[026] Gottesbelohnungshütte, später Kupfer - Silber - Hütte

Zeittafel

[026] Zeitpunkt bzw.  von  bis Ereignis
  1695   Gottesbelohnungshütte  als Rohhütte gegründet
       
  1825 1827 Errichtung einer Amalgamieranlge auf der Gottesbelohnungshütte als gemeinsame Einrichtung der Mansfelder Hütten zur Silbergewinnung aus dem Kupferstein (Schinkelbau)
       
  1871   Errichtung der Kupferraffinierhütte mit 2 Raffinieröfen
       
  1926   Errichtung der Bessemerei im Südteil der Hütte
       
  1937   Errichtung der Kupferelektrolyse
       
  1942   Errichtung einer Anlage zur separaten Verarbeitung von Kupferlegierungsschrott auf Basis des Knudsenprozesses
       
  1965   Errichtung der Stranggussanlage Mansfeld  I
       
  1967   Errichtung der Stranggussanlage Mansfeld  II
       
  1969 1972 Errichtung der Sekundärkupferanlage (Inbetriebnahme 1972)
       
  1978   Errichtung der Gießwalzanlage sowjetischer Herkunft
       
  1988   Stillegung der Bessemerei mangels ausreichender Mengen 
       
  1998   Inbetriebnahme eines neuen modernen Anodenbetriebes in Einheit mit Modernisierung der Sekundärkupferanlage.
       
  2002   Stilllegung aller metallurgischen Anlagen. 

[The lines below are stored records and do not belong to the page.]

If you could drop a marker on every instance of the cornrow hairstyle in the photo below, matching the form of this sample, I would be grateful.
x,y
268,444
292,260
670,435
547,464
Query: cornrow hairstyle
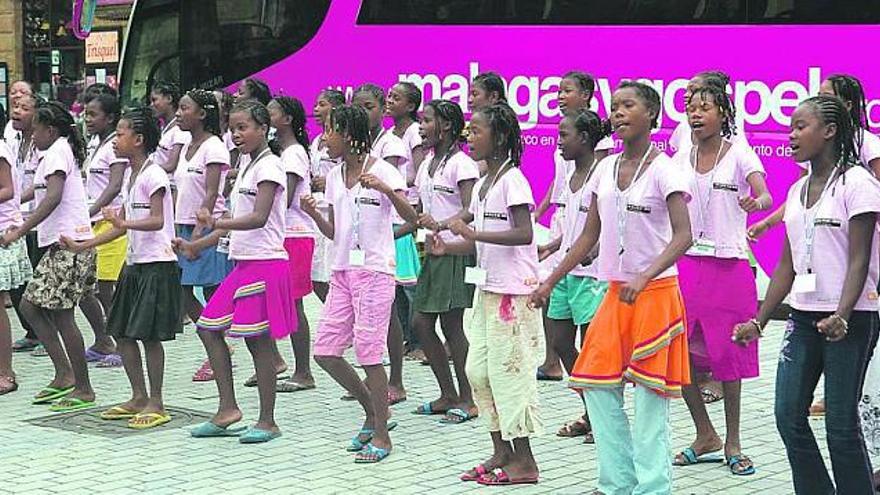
x,y
258,90
255,110
849,90
505,130
294,109
589,122
143,122
206,101
648,95
110,106
725,106
832,110
413,95
335,97
491,82
352,121
169,89
584,81
448,111
55,114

(Letzte Aktualisierung: Mai 2019)


Weitere Informationen

  • Standortbeschreibung:

    Die Kupfer-Silber-Hütte befand sich zu beiden Seiten der B 86 zwischen Hettstedt und Großörner.

    Die Besichtigung des gesamten Hüttenareals ist wegen der Stilllegung der Produktionsanlagen und  unterschiedlicher Eigentumsverhältnissen nur mit Genehmigung der Geschäftsführung der Mansfelder Kupfer Messing GmbH (MKM) bedingt möglich. Ein zentraler Aussichtspunkt ist die Gleisanlage auf dem Wipperdamm des Südteils der Hütte.

    Lohnenswert ist ein Besuch der Dinglerstation, die gegebenenfalls am Tag des offenen Denkmals besichtigt werden kann.